L’histoire à travers le foot : Aux origines du sport majeur

Premier épisode de notre série d’articles visant à revisiter l’histoire par le prisme du football, nous nous intéressons aujourd’hui à la naissance du football de ses formes les plus primitives jusqu’à son élaboration finale au XIXe siècle en Angleterre. Avec cette préhistoire du football, c’est en fait toute l’Histoire depuis l’Antiquité jusqu’à la période d’avant-guerre qui est couverte sans qu’aucune époque ne soit ignorée. Aussi, c’est un voyage dans l’espace qui s’offre à nous en ceci que tous les continents ont essayé de tirer la couverture à eux et de se présenter comme les véritables créateurs du sport le plus populaire aujourd’hui. En conclusion, pas de solution unique, seulement des pierres à l’édifice et un sport toujours en mutation.

Il a fallu du temps pour que le football n’en vienne à se déchirer sur la question du VAR et de ses décisions si précises qu’elles en perdent leur fondement. Lointaine est l’époque où le Calcio florentin – calcio est le nom du football en Italie – se jouait avec les pieds et les mains, mais aussi avec les poings, et tout ce qui pouvait empêcher l’adversaire de marquer. Prises de catch, coups gratuits, violence générale…

En fait le football n’a cessé d’être redessiné au fil du temps jusqu’à ce que les Anglais, las de l’absence de règles, ne décident en 1863 de fixer les règles de ce sport, de le dissocier de toute autre forme de pratiques et surtout, de le cantonner à l’usage des pieds. C’est là, la grande séparation entre le football et le rugby, les frères ennemis, mais aussi plus largement avec le handball, voire même le golf dont l’objectif de placer la balle dans un trou était déjà utilisé dans les versions antérieures du football. Avant 1863, le football, qui ne porte pas encore ce nom, est en fait un embrouillamini de différentes inspirations et de différentes applications.

Aux sources du football, on trouve en effet un rapport étroit au divin et au religieux. Dans la Chine antique, un poème de Li Yu décrit le football de l’époque et ses relations au mystique : « La balle est ronde, le terrain carré pareil à l’image du ciel et de la Terre. La balle vole au-dessus de nous comme le soleil tandis que les deux équipes se font face ». Il y a également quelque chose de superstitieux dans la façon dont certaines populations de Bretagne ou d’Ecosse pratiquait le sport de balle au Moyen-Âge. Ici, le but est d’enfouir le ballon dans la terre ou de le plonger dans un trou (d’où le lien avec le golf) comme on enterre une graine en attente d’une croissance à venir. L’équipe qui gagnait allait connaître de meilleures récoltes que ses adversaires.
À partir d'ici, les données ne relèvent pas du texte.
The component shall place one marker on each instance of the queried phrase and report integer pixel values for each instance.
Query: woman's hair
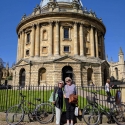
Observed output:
(68, 79)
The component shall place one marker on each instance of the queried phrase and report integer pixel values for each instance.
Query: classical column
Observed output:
(96, 42)
(37, 40)
(92, 41)
(32, 40)
(81, 41)
(18, 48)
(57, 39)
(22, 44)
(103, 47)
(50, 38)
(75, 39)
(25, 44)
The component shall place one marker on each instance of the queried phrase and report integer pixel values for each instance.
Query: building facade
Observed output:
(60, 39)
(117, 69)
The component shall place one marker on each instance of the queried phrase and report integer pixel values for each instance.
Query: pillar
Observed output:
(22, 44)
(75, 39)
(96, 42)
(92, 41)
(103, 48)
(37, 40)
(57, 39)
(50, 38)
(32, 40)
(81, 41)
(18, 48)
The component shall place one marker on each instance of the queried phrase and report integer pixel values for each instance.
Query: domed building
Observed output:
(60, 38)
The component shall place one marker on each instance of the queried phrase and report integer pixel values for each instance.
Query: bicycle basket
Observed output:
(90, 99)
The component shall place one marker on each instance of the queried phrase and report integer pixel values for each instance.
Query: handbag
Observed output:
(73, 98)
(51, 97)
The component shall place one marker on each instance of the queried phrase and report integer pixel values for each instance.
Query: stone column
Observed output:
(81, 41)
(92, 41)
(96, 42)
(50, 38)
(18, 48)
(37, 40)
(57, 39)
(75, 39)
(32, 40)
(22, 44)
(103, 48)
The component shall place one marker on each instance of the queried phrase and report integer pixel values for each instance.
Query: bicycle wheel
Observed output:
(91, 115)
(119, 114)
(14, 115)
(44, 113)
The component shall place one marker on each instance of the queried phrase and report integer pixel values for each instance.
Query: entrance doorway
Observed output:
(22, 78)
(67, 71)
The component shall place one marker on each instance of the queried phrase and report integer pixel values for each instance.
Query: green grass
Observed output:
(14, 98)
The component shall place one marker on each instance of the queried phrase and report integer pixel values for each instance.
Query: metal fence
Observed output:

C’est en tout cas grâce à cette tendance à penser que le football permet quelque chose de plus grand que des populations de tout âge et de toute région ont accorder autant d’importance à ce sport. On trouve déjà dans l’Egypte antique des traces de sports ancêtres du football. Certaines peintures nous ont renseigné à ce sujet mais plus encore, ce sont les balles elles-mêmes qui nous l’ont confié puisque certaines d’entre elles ont été retrouvées dans des tombeaux égyptiens. On retrouve un peu la même configuration dans la Grèce antique où une statue retrouvée au XIXe siècle met en scène un homme en train de jongler avec une balle qui repose sur sa cuisse.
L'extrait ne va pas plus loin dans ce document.